同じように日常の決まり事も、毎日の日課も、ジレの世話もすぐにそつなくこなすようになった。サボったり手を抜くというような誰もがすることも一切しないのだ。まるで子供のように無邪気なのに、人間のできた大人のような振る舞いをするのが、さらに私には不可思議だった。
アオバと同居してから初めて我が家にアナンヤとその悪ガキども二人がやってきたとき、私は内心冷や冷やしていた。しかし私の心配をよそに、あいつは人目を避けてじっと奥の部屋にこもっていた。まるで、自分がここにいてはいけない存在であることを十分に理解しているようだった。
あの三人は我が家に頻繁にやってくる。特に意味もなく、唐突に。アオバは二人の子供のことをとても気にしているのがわかった。最初は友達が欲しいのかと思っていたが、そうではないのだと徐々にわかるようになった。
まるで小さい子供を慈しむように、三人が帰る後ろ姿を見送った。時には二人の兄妹のために森に咲く花や動物の毛皮を贈ろうとすることもあるほどだった。
私が知っているゴブリンは小さく獰猛で悪賢く、人を容赦なく襲う種族だった。
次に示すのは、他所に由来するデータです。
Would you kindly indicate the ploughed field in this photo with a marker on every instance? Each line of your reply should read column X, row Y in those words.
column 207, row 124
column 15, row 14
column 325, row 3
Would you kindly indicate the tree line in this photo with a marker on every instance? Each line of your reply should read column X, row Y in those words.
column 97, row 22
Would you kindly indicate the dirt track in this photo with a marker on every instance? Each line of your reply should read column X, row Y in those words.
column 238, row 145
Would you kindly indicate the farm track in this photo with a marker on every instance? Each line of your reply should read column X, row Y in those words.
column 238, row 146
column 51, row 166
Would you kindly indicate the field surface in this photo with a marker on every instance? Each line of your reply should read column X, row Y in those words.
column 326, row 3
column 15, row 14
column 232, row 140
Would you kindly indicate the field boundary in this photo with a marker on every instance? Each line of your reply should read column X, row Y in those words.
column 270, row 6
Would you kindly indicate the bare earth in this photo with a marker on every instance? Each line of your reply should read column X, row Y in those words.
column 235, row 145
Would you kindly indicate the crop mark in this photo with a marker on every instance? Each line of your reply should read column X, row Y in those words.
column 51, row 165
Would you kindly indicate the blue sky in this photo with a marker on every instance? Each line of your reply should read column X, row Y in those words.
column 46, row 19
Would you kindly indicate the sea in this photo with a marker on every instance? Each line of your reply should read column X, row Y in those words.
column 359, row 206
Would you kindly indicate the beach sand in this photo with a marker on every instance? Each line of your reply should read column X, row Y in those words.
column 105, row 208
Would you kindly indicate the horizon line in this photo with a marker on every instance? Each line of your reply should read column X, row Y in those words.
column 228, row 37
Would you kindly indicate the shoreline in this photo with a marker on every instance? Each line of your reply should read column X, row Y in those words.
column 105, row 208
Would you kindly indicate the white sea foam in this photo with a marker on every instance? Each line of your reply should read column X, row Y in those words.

集団で行動し、基本的には人里から離れたところに集落を作って隠れて暮らしている。時折、辺境の農村が襲われることもあり、実際に若いころは討伐に駆り出されたこともあった。
ここスツルヌールは標高が高く冬は厳しい寒さになるため、寒さに対する備えのできないゴブリンはほとんど見かけることのない地域だ。だからこそ私はアオバを初めて見たとき驚いたのだが。仲間とはぐれたのか、群れから追い出されたのかはわからないが、あの優しく臆病な性格では、ゴブリンとして生きていくことは難しいだろうと思う。
私がアオバに対して気になっていることは、病的に綺麗好きであるということを別にして、ゴブリンとは思えない知性の片鱗がうかがえることである。
教えたことはすぐに覚えるだけでなく、こちらの気持ちを汲み取って適切な行動をしているように見える。こうして欲しい、あれが必要だ、と思っているときに、思いがけず先回りしてアオバがしてくれることが時々あった。
教えていないことも良く見ていて、気づくと同じように日常の中で実行している。そこらの子供よりもよっぽど賢く、子供というよりも大人の振る舞いだと思えた。いや、聞き分けのない大人よりも、よっぽど模範的な大人の振る舞いをしてみせるのだ。神の尊い教えを説く聖職者ですら、そんな振る舞いをする者は稀であった。
そんなことが実際に起こりえるのかと自分に問いかけるが、目の前でそれを実行されてしまうのだから、私自身受け入れる以外にはないのだけれど、それでも、こいつは何者なのだろうと思うことはやめられない。
私はいつしか、この片田舎の何も起こらない平穏な町での暮らしが、退屈だとは思わなくなっていた。
アオバと出会わせてくれた神の配剤を静かに感じていた。